State Bank of Pakistan Reports on External Debt and Liabilities

According to the State Bank of Pakistan (SBP), the country’s total external debt and liabilities saw a 3.4 percent increase, reaching $130 billion by June 30, 2024, compared to $126.142 billion the previous year. Public external debt, excluding foreign exchange liabilities, also saw an uptick, rising by $2 billion to $86 billion in FY24.
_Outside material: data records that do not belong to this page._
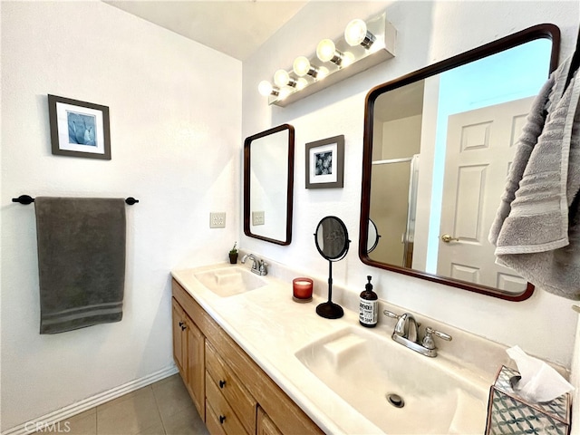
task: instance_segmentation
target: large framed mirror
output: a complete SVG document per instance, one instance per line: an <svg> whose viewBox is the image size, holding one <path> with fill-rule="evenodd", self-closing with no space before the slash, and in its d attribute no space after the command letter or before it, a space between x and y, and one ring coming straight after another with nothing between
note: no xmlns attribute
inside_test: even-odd
<svg viewBox="0 0 580 435"><path fill-rule="evenodd" d="M559 43L556 25L538 24L371 90L363 263L506 300L532 295L532 285L495 264L488 234L532 101L557 66Z"/></svg>
<svg viewBox="0 0 580 435"><path fill-rule="evenodd" d="M294 127L283 124L244 141L244 233L277 245L292 241Z"/></svg>

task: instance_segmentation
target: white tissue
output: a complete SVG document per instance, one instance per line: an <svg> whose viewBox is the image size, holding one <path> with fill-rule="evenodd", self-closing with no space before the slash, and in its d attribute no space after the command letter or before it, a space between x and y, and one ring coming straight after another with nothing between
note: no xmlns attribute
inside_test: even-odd
<svg viewBox="0 0 580 435"><path fill-rule="evenodd" d="M506 352L517 364L522 379L514 385L514 391L523 399L532 403L550 401L574 390L556 370L543 361L527 355L519 346Z"/></svg>

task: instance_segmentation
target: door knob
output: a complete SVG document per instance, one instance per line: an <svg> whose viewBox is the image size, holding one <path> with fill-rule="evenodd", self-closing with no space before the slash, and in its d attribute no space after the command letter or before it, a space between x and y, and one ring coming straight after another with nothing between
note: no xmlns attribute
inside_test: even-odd
<svg viewBox="0 0 580 435"><path fill-rule="evenodd" d="M449 234L444 234L443 236L441 236L441 240L443 240L445 243L450 243L450 242L459 242L459 239L453 237L451 236L450 236Z"/></svg>

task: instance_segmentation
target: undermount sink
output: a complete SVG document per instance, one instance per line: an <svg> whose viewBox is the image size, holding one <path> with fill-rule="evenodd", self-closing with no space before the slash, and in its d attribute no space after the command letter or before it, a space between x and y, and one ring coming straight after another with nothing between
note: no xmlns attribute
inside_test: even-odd
<svg viewBox="0 0 580 435"><path fill-rule="evenodd" d="M295 356L386 433L485 430L488 385L388 335L351 326L308 344Z"/></svg>
<svg viewBox="0 0 580 435"><path fill-rule="evenodd" d="M256 290L267 284L264 278L236 266L198 272L194 276L205 287L222 297Z"/></svg>

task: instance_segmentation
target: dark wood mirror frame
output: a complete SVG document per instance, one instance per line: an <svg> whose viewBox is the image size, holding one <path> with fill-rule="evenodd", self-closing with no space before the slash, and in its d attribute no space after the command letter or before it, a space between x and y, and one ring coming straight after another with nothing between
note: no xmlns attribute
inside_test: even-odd
<svg viewBox="0 0 580 435"><path fill-rule="evenodd" d="M439 62L432 65L429 65L420 70L403 75L386 83L372 89L366 96L364 106L364 136L363 136L363 152L362 152L362 185L361 195L361 222L360 222L360 238L359 238L359 257L362 263L379 267L385 270L398 272L400 274L426 279L453 287L462 288L471 292L487 295L500 299L518 302L529 298L534 292L534 285L527 284L526 290L520 294L506 294L493 287L486 285L474 285L466 281L459 281L450 277L440 276L438 275L429 274L420 270L406 268L402 266L389 265L369 257L367 252L367 234L369 229L370 205L371 205L371 169L372 160L372 126L373 126L373 111L375 100L384 92L400 88L406 84L426 79L432 75L443 72L458 66L464 65L470 62L477 61L483 57L496 54L505 50L516 47L522 44L540 39L547 38L552 41L552 53L550 58L549 71L552 72L557 68L558 54L560 51L560 29L550 24L537 24L527 29L522 30L516 34L510 34L504 38L493 41L480 47L474 48L461 54L458 54L451 58Z"/></svg>
<svg viewBox="0 0 580 435"><path fill-rule="evenodd" d="M277 133L279 131L288 130L288 177L286 186L286 230L285 239L277 240L276 238L270 238L257 234L253 234L250 231L250 164L252 154L252 141L271 134ZM290 245L292 242L292 207L294 198L294 142L295 142L294 127L290 124L282 124L277 127L261 131L259 133L248 136L244 140L244 233L246 236L254 238L259 238L270 243L276 243L276 245Z"/></svg>

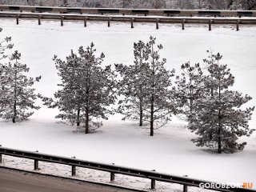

Impact on External Debt-to-GDP and Export Ratios

Despite the increase in external debt, the external debt-to-GDP ratio improved, declining from 32 percent in the same period last year. This reduction is attributed to slower growth in foreign currency borrowings. However, the external debt-to-export ratio remains a concern, standing at 253 percent, although this marks an improvement from the peak of 314 percent observed in FY20.

Outlook on External Debt Servicing

External debt servicing as a percentage of foreign exchange reserves stood at 195 percent for FY24, with projections indicating a decrease to 89 percent in FY25. Overall, the significant drop in Pakistan’s debt-to-GDP ratio to 70 percent in FY24 reflects the impact of higher inflation on nominal GDP growth.